Emmanuel : Non, non, non, le travail de Shumway a été fait dans les années 1965. Tu sais, la fin de la ségrégation aux États-Unis c’est 1968 ! On ne réalise pas, aujourd’hui on ne réalise pas parce que pour nous ça paraît évident ! Quand tu vois la santé telle qu’elle existe aujourd’hui, la médecine curative telle qu’elle existe aujourd’hui… Mais putain ce qu’il faut voir c’est que la médecine curative – où tu soignes les gens vraiment, où tu n’es pas dans un espèce d’exercice compassionnel avec des traitements plus ou moins fumeux à base d’écorce de je ne sais quoi et de bouts de coquillages, de trucs comme percer des abcès – ça date d’après guerre. L’anesthésie générale, et les antibiotiques ! Avant les gens, ils mourraient… Je pense qu’on a perdu ça, vraiment, ou qu’on a tendance à oublier, à oublier qu’en fait, c’est ultra récent, à l’échelle de l’humanité ça date d’hier. Ce n’est rien du tout, tu vois, ça fait 60 ans. La médecine curative… Donc c’est vachement intrigant ! Et le concept de mort cérébrale est très récent, c’est les années 70-80, avec les débuts de la greffe. On a accepté l’idée qu’on pouvait être biologiquement vivant et cérébralement mort. Mais à l’époque, justement, c’était considéré comme un meurtre, puisque juridiquement la mort est définie par l’absence de pouls, par l’arrêt du cœur… Et donc Norman Shumway n’a jamais franchi le cap. Il a eu peur.

Matthias : Tu m’étonnes…

Emmanuel : Oui !

Matthias : Parce que même s’il avait réussi, il pouvait quand même être accusé de meurtre…

Emmanuel : En fait ça n’aurait pas été le cas, mais ça a été suffisamment fort pour qu’il ne le fasse pas. Peut-être que ce n’était pas seulement à cause de ça, mais c’était un mec extrêmement brillant.

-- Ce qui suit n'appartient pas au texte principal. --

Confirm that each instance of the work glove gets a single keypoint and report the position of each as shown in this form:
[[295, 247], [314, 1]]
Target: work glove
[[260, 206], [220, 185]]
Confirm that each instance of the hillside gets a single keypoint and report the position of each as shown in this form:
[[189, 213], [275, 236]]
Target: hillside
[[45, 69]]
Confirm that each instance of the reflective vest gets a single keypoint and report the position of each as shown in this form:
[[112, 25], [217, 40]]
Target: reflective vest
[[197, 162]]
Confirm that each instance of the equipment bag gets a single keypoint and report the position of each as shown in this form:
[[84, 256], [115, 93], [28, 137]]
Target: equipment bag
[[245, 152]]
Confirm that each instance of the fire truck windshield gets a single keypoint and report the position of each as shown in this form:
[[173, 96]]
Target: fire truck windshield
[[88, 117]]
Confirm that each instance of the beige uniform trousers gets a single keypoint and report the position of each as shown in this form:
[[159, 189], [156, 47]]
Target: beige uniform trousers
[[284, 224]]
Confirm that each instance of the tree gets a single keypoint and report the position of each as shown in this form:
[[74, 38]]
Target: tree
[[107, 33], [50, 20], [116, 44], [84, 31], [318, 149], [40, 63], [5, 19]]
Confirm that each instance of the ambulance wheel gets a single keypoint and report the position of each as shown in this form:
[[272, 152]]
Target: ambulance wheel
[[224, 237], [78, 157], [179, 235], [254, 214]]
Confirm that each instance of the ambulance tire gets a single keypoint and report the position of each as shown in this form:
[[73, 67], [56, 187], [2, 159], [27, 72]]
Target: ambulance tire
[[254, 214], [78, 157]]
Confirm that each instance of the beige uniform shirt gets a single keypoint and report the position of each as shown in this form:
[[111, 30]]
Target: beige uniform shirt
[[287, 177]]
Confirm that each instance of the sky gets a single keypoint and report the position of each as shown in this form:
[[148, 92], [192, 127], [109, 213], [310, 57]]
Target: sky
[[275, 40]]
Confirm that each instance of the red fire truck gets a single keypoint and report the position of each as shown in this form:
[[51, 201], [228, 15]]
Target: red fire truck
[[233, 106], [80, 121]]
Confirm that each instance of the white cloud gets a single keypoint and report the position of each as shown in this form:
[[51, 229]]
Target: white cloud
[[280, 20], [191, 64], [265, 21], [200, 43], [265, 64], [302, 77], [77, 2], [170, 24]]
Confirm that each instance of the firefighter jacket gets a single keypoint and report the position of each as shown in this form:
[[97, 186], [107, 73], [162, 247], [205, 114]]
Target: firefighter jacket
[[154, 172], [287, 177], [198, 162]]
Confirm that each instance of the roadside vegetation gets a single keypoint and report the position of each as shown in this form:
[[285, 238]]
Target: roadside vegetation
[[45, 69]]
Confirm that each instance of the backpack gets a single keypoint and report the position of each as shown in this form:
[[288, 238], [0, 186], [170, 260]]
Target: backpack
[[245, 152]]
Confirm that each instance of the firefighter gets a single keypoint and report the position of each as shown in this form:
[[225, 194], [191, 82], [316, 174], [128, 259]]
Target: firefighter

Je l’ai rencontré à Paris, il avait fait une conférence absolument géniale dans un amphi à la Pitié, il était âgé – je me demande s’il n’est pas décédé depuis – et il a fini son topo par une phrase super, une phrase qu’on lui avait dite : « the best way to preddict your future is to invent it. » J’ai trouvé cette phrase géniale : « le meilleur moyen de prévoir ton futur est de l’inventer. » Parce que c’est un vrai truc, un vrai raisonnement scientifique quoi ! Peut-être même politique… Ne pas s’arrêter à un constat, ni à une limite : questionner la limite. En tout cas, c’est ce qui m’intéresse vraiment, en règle générale d’ailleurs, pas simplement dans le raisonnement scientifique. Ce qui est complètement dans le raisonnement scientifique c’est justement la question de la limite. Du coup Norman Shumway n’a pas osé franchir le pas, la pression morale a été très importante, vraiment… Il l’a redit dans sa conférence… Il faut s’imaginer, à ce moment-là, putain quand tu as les mecs qui te disent : « on va te trainer au tribunal pour meurtre ! » Et pour meurtre ça veut dire…

Matthias : Oui, aux États-Unis, ça va jusqu’à la peine de mort…

Emmanuel : Oui, voilà ! C’est hyper lourd ! Tu as beau te dire « c’est des connards, ils ne gagneront pas… » Bien structuré dans son discours, un avocat peut gagner, donc c’est un poids moral extrêmement important… Et aujourd’hui on se dit que c’est complètement ridicule, mais à l’époque c’est exactement ça qui a freiné les premières greffes : un jugement moral émis par une partie de la société.

Matthias : Par des gens qui n’y connaissaient rien.

Emmanuel : Oui, qui n’y connaissaient pas grand-chose. Donc en pratique la première greffe a été faite en Afrique du Sud par Christian Barnard, et en Afrique du Sud il n’y avait pas la même pression… Et en l’occurrence Shumway lui en a beaucoup voulu. Mais ce mec-là, le docteur Barnard, il a eu le courage de la transgression, il l’a fait ! Et ça, ça a été – voilà – ça a été le début du truc ! Et heureusement qu’il l’a fait, putain ! Heureusement qu’il a eu ce courage-là ! Et là je trouve que c’est vachement intéressant, parce que justement à ce moment-là il y a une pression soi-disant morale, des prétextes soi-disant éthiques qui finalement n’ont rien à voir là-dedans et peuvent tout faire flancher.

 

 

Emmanuel Lansac est chirurgien cardiaque, spécialiste de la réparation des valves aortiques.